Sixteen years after graduating from Creighton, Jessica St. Clair Muñoz says she is still in awe.

“It’s interesting how inspiring a scholarship can be when you realize someone saw potential in you-- potential that warranted such a significant and generous investment. I still think about this a lot. It’s not an exaggeration to say the scholarship was life changing.”

Muñoz, a 2005 School of Law graduate, was the recipient of the Frances Ryan Diversity Scholarship. The scholarship, both the financial element and the community it symbolized to Muñoz, was a deciding factor for her to enroll at Creighton.

Jessica St. Clair Munoz, JD'05

“Knowing all of the options people have for donating their money and that they chose to invest in a scholarship fund, and ultimately in me, it’s kind of head-spinning when you stop and think about it that way.”

In March Muñoz was reintroduced to the Frances Ryan Diversity Scholarship, not as a recipient, but as a donor. The scholarship was one of a number of campaigns on Creighton’s 4th annual day of giving. Muñoz was among the nearly 2,900 alumni, faculty, students, and friends who came together to make 2021 Creighton’s biggest Giving Day to date.

“I was so excited when I saw the scholarship listed. Although there’s really no way for me to repay everything that the gift has done for me, I understand that every little bit helps. It’s important to me to pay it forward in whatever little bit I can.”

Giving Day is a 24-hour online fundraising event that gives the Creighton community the chance to support areas of campus most meaningful to them. Over the last few months, Muñoz says she has been thinking a lot about the Ryan Scholarship.

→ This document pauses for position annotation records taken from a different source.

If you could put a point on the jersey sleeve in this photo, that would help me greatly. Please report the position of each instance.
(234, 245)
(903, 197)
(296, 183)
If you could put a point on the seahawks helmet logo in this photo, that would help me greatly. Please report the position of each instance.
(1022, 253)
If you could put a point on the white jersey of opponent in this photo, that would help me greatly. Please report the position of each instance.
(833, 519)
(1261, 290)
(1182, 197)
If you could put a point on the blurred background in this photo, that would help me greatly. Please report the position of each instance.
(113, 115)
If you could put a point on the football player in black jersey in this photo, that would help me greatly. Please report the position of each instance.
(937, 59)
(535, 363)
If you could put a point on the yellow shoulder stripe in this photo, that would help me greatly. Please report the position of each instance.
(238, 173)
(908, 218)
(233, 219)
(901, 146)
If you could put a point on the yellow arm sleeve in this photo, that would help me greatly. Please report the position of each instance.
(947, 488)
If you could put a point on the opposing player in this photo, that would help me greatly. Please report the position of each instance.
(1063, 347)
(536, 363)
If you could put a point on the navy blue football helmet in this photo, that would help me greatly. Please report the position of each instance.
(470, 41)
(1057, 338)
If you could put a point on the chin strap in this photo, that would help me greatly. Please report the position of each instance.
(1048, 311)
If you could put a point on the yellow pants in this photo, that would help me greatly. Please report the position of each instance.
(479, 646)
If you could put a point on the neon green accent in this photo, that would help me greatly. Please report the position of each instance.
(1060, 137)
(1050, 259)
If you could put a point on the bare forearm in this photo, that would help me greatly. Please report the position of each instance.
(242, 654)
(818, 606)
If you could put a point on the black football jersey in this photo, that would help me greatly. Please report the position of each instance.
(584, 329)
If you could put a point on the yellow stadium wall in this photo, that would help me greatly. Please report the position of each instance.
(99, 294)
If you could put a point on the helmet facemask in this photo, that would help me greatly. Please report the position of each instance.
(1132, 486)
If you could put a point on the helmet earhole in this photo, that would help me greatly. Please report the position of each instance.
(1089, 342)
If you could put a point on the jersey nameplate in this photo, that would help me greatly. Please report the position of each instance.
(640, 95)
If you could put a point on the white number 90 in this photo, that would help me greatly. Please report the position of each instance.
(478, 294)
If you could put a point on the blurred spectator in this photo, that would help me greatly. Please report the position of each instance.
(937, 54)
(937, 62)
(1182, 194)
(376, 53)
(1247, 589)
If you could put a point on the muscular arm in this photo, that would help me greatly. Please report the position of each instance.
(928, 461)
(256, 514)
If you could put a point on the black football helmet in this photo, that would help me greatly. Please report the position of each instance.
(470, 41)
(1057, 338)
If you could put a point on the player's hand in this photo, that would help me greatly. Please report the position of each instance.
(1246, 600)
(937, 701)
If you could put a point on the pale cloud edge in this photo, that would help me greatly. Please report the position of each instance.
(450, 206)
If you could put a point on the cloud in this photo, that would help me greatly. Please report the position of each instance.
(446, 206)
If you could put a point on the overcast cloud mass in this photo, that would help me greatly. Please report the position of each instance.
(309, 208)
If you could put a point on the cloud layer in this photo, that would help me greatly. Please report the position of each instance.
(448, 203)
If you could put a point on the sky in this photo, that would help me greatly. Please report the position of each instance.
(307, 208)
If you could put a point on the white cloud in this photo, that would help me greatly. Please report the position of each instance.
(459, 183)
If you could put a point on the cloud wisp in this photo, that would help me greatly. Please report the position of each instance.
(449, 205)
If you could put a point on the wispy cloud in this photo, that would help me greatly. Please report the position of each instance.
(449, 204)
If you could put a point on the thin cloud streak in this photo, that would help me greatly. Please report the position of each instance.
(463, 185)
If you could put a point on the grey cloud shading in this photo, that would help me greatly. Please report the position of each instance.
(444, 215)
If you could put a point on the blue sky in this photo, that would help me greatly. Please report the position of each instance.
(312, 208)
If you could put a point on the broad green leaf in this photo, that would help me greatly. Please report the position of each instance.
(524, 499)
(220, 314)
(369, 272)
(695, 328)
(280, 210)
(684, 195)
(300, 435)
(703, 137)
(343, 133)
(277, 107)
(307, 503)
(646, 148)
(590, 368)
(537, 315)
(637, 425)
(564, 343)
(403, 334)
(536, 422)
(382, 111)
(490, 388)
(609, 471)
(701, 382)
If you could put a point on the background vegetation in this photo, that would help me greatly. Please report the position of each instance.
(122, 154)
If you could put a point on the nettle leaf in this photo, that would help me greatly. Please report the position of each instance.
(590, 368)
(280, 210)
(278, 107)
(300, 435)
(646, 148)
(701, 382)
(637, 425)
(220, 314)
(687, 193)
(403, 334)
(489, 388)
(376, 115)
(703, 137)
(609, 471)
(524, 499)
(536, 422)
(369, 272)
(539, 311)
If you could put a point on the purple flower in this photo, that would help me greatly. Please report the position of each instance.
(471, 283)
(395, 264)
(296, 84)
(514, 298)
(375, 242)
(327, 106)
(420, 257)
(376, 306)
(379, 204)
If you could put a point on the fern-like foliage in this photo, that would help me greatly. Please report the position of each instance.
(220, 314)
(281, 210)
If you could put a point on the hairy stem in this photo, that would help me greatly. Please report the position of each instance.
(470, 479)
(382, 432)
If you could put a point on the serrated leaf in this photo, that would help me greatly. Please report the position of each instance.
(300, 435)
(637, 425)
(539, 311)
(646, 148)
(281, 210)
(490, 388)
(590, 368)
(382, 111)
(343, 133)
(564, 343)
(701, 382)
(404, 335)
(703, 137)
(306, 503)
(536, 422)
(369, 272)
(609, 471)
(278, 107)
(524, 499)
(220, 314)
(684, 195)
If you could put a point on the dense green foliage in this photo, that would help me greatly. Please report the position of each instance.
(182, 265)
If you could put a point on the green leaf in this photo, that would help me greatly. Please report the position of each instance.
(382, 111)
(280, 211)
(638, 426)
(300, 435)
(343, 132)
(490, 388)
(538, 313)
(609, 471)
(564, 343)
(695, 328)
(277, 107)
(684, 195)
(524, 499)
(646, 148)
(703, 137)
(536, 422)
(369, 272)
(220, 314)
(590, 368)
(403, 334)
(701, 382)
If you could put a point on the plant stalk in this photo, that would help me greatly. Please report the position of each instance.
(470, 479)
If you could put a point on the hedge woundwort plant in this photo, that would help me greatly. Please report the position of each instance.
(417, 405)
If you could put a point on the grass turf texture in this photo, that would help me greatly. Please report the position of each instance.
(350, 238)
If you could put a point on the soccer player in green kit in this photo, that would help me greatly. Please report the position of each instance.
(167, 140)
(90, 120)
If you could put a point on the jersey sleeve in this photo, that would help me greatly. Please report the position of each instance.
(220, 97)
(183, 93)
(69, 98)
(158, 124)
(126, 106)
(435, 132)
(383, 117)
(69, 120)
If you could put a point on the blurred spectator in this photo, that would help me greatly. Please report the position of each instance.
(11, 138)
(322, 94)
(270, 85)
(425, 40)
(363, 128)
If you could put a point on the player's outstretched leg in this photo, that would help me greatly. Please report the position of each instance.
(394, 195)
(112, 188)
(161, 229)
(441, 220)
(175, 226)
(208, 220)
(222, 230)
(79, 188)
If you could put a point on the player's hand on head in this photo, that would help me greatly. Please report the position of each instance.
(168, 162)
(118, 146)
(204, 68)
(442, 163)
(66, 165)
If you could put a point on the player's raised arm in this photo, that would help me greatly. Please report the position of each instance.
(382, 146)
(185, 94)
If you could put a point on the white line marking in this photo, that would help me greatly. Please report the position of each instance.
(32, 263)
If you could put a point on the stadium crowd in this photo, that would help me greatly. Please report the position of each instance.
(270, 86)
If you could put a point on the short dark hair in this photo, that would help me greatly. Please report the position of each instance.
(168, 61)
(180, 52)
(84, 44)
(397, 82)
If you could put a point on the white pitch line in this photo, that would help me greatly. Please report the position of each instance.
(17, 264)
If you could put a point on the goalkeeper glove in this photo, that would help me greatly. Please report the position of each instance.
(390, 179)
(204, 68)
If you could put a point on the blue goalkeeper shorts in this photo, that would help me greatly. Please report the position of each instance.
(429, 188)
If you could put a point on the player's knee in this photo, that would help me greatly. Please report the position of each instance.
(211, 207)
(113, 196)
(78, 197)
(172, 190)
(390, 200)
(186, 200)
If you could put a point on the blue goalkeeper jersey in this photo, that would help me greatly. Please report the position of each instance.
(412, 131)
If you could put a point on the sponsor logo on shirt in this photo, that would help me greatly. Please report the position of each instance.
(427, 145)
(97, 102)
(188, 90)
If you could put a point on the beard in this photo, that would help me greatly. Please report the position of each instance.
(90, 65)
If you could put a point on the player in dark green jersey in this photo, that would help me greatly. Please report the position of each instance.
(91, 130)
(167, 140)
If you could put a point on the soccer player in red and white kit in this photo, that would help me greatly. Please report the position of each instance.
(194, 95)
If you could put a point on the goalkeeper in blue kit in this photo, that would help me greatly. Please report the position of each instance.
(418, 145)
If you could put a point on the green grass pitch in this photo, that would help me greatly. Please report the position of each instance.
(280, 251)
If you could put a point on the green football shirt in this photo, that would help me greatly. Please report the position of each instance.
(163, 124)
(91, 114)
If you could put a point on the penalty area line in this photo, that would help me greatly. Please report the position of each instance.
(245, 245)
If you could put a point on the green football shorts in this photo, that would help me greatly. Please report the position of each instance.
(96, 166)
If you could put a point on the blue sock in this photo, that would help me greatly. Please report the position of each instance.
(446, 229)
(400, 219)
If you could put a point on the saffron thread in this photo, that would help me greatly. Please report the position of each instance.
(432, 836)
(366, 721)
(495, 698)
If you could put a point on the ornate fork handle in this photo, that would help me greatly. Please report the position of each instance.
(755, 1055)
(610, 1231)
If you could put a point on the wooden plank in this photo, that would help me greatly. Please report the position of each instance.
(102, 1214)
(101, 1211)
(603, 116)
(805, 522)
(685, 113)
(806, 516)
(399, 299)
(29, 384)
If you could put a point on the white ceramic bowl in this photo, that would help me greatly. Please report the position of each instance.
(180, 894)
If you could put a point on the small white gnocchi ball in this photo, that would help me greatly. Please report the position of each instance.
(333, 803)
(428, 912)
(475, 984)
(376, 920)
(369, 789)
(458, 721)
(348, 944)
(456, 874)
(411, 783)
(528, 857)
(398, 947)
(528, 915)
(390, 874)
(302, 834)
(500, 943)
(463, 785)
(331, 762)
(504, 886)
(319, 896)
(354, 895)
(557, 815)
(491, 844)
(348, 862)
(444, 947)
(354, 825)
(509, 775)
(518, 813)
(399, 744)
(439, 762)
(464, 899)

“I went to law school with the notion that I wanted to help people, especially children and vulnerable populations. Scholarship gave me confidence and security that I would be able to do the type of work that I wanted to do in in the legal field. I found my calling and each day experience the impact of the gift.”

Muñoz is the executive director for Voices for Children in Riverside County, California. Voices for Children transforms the lives of abused, abandoned, or neglected children by providing them with trained, volunteer Court Appointed Special Advocates.

“There is too much work and too much need for one person to address alone. I’ve learned that working in a community-based way, applying innovative ways to achieve our desired outcomes for vulnerable populations, and to continue engaging others in our mission is how I can make a difference.”

To work with children and to be of service to others is all that Muñoz has ever wanted to do.

“I hope that through the work I’ve done and will continue to do that I have I amplified the impact of the Frances Ryan Scholarship and have lived up to her legacy.”

The late Frances Ryan came to Creighton in 1973 as the first female professor in the School of Law. She was known as a trailblazer and a champion for diversity.